不,非得冷靜不可。青雯深深吸了一口氣,總算控制好自己混亂的情緒,她垂首,嘗試回憶事情的來龍去脈。然而尚餘留絲絲昏眩感的腦海中,僅剩下零零落落的模糊片段。

她只依稀記得自己因受不了長期纏繞心頭的種種煩惱,獨自到後山欲散一散心,卻突然間被那類似龍捲風的狂風捲入,來不及逃走的她只知眼前一黑,身體早已被狂風吞噬……“你醒了?”一道男子的嗓音將她從回憶的隧道裡拉回。

是誰?外星人嗎?青雯怔怔的瞅著這不知何時冒出,還做奇裝異服打扮的陌生男子,錯愕之情儘顯臉上。

“你好,這裡是我的家。你已昏迷3天了。”男子笑意盈盈道,輕柔的語調夾帶著一絲讓人說不出的好感,倒讓她卸下不少戒備心。

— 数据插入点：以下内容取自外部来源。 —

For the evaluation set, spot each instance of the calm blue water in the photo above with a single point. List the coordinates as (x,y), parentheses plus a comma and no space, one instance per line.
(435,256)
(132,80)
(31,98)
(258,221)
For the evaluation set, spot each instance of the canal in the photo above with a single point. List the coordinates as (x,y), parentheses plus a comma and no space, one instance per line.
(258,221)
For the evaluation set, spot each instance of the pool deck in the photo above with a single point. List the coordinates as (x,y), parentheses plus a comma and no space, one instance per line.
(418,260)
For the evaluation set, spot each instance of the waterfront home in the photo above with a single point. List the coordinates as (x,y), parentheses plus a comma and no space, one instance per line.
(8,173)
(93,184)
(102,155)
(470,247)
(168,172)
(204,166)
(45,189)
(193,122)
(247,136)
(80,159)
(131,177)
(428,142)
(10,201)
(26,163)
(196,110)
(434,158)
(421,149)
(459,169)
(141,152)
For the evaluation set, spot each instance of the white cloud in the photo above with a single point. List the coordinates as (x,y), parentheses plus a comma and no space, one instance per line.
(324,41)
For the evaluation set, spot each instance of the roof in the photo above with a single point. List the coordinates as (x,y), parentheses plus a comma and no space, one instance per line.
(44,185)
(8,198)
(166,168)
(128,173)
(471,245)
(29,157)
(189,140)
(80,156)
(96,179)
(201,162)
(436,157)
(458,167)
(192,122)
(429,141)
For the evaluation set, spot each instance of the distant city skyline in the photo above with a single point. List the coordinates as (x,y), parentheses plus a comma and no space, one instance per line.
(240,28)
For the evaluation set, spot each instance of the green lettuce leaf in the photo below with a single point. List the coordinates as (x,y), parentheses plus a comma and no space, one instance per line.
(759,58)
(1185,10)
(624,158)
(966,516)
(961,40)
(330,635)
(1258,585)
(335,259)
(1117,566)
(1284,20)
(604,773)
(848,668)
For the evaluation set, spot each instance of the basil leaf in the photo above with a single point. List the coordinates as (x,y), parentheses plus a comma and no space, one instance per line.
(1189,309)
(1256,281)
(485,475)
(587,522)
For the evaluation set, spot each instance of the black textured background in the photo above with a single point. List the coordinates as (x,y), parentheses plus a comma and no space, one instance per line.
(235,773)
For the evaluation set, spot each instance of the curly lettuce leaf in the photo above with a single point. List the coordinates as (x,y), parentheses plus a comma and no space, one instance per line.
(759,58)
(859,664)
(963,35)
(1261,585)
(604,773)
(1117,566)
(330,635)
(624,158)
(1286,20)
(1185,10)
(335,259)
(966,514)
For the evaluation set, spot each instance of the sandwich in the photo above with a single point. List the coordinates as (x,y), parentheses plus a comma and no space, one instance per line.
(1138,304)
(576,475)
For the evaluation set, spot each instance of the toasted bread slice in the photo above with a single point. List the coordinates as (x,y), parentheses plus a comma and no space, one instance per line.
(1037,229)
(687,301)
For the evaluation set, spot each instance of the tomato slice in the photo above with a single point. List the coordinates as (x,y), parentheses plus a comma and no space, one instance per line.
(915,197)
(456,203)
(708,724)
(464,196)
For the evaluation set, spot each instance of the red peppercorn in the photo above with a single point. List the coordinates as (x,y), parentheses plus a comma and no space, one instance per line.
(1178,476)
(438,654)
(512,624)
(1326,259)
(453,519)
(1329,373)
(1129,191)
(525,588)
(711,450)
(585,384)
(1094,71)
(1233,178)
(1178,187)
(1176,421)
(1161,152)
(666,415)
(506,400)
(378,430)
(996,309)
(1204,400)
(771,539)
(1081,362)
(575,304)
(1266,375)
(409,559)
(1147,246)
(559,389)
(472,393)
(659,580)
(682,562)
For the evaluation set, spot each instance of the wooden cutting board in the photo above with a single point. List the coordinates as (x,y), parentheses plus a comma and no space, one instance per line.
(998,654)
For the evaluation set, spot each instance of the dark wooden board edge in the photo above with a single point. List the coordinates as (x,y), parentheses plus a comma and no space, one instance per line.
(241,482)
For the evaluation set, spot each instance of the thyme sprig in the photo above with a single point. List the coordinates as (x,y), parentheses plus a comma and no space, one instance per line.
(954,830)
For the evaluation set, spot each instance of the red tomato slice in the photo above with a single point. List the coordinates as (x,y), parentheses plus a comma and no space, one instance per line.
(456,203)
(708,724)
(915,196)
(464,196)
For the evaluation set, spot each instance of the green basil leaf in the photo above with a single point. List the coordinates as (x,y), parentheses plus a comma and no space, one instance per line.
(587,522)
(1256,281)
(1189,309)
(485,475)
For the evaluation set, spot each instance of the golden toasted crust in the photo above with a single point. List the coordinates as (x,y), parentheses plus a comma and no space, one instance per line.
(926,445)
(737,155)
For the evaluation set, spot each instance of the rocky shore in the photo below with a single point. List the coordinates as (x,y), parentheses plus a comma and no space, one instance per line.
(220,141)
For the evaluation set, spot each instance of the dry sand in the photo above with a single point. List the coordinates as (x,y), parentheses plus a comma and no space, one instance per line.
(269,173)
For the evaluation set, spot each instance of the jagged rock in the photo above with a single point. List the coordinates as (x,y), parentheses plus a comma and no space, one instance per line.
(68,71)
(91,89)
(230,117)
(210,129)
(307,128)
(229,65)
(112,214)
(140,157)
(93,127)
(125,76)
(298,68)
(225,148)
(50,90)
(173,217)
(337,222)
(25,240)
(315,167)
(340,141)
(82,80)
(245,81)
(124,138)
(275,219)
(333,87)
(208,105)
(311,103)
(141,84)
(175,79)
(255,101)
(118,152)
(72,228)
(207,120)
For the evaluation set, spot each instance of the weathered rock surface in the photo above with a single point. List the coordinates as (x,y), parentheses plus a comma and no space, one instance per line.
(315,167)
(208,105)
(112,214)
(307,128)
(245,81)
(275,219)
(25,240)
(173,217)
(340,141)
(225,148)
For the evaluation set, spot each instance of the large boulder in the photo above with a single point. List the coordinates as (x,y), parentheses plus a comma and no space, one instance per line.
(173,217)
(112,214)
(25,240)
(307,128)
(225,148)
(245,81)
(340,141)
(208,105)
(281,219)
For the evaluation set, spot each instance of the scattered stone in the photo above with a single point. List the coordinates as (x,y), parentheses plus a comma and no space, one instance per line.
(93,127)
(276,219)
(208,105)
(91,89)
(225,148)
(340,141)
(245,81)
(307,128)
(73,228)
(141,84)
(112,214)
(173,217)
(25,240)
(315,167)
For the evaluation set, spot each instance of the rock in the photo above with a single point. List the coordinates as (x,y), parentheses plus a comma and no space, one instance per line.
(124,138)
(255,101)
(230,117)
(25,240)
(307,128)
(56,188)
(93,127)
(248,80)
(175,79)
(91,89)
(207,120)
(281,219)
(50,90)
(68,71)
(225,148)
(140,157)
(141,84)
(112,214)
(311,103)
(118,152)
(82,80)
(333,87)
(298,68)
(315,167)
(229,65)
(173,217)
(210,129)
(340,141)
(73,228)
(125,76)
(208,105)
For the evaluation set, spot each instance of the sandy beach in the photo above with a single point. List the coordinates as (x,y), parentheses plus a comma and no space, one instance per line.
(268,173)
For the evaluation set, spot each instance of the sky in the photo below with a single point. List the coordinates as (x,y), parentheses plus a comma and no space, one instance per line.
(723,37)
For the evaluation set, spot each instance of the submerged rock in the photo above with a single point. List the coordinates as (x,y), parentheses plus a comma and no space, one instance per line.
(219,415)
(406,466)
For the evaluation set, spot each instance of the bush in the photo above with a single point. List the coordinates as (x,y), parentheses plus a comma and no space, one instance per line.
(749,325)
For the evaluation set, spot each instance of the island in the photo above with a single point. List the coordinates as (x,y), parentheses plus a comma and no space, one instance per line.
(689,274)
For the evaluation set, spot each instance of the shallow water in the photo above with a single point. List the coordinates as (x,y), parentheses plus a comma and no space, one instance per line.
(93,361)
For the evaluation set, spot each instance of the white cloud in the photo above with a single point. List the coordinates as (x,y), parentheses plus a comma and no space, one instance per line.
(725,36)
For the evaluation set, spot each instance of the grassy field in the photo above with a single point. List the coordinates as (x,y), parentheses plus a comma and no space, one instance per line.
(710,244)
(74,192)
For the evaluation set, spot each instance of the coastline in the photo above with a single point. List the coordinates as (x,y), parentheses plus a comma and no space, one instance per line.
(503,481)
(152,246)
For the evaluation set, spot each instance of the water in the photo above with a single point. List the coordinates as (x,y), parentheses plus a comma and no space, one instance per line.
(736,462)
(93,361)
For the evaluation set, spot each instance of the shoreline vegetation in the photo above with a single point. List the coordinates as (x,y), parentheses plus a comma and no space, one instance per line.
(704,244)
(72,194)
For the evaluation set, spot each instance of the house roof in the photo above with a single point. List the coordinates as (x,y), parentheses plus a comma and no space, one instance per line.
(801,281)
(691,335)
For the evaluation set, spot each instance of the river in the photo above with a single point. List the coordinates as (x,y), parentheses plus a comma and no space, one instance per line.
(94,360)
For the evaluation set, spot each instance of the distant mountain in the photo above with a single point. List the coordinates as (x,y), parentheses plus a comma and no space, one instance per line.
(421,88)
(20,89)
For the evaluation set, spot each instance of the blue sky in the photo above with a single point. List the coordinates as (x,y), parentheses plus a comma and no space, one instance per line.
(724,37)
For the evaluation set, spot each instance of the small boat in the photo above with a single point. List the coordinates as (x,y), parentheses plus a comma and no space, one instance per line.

“我……為何會在這?”青雯輕聲道,只盼這男子能解開她心中的疑惑。

“其實我也不甚瞭解,當我發現你時你已昏倒在我家門外了。”男子頓一頓,“依你的服裝,你應屬20世紀的人類吧。”瞥見她直點頭,男子的神情反而更為嚴厲了。

“這裡是3009年。”他一字一頓,肅穆的表情下仿佛宣誓著這句話的真實性。

3009?也就是1000年後的世界?青雯雙目圓睜,愣在那裡久久無法言語。她難以置信,平日唯有在戲劇裡方能看到的“時空轉換”,此時此刻竟活生生在她身上上演著?

老天,玩笑開太大了吧?!

X X X X X

“青雯,你瞧。這是這年代的手機,很炫吧。”雷東興致勃勃的將這青雯前所未見的新科技遞於她眼前,神情極之雀躍。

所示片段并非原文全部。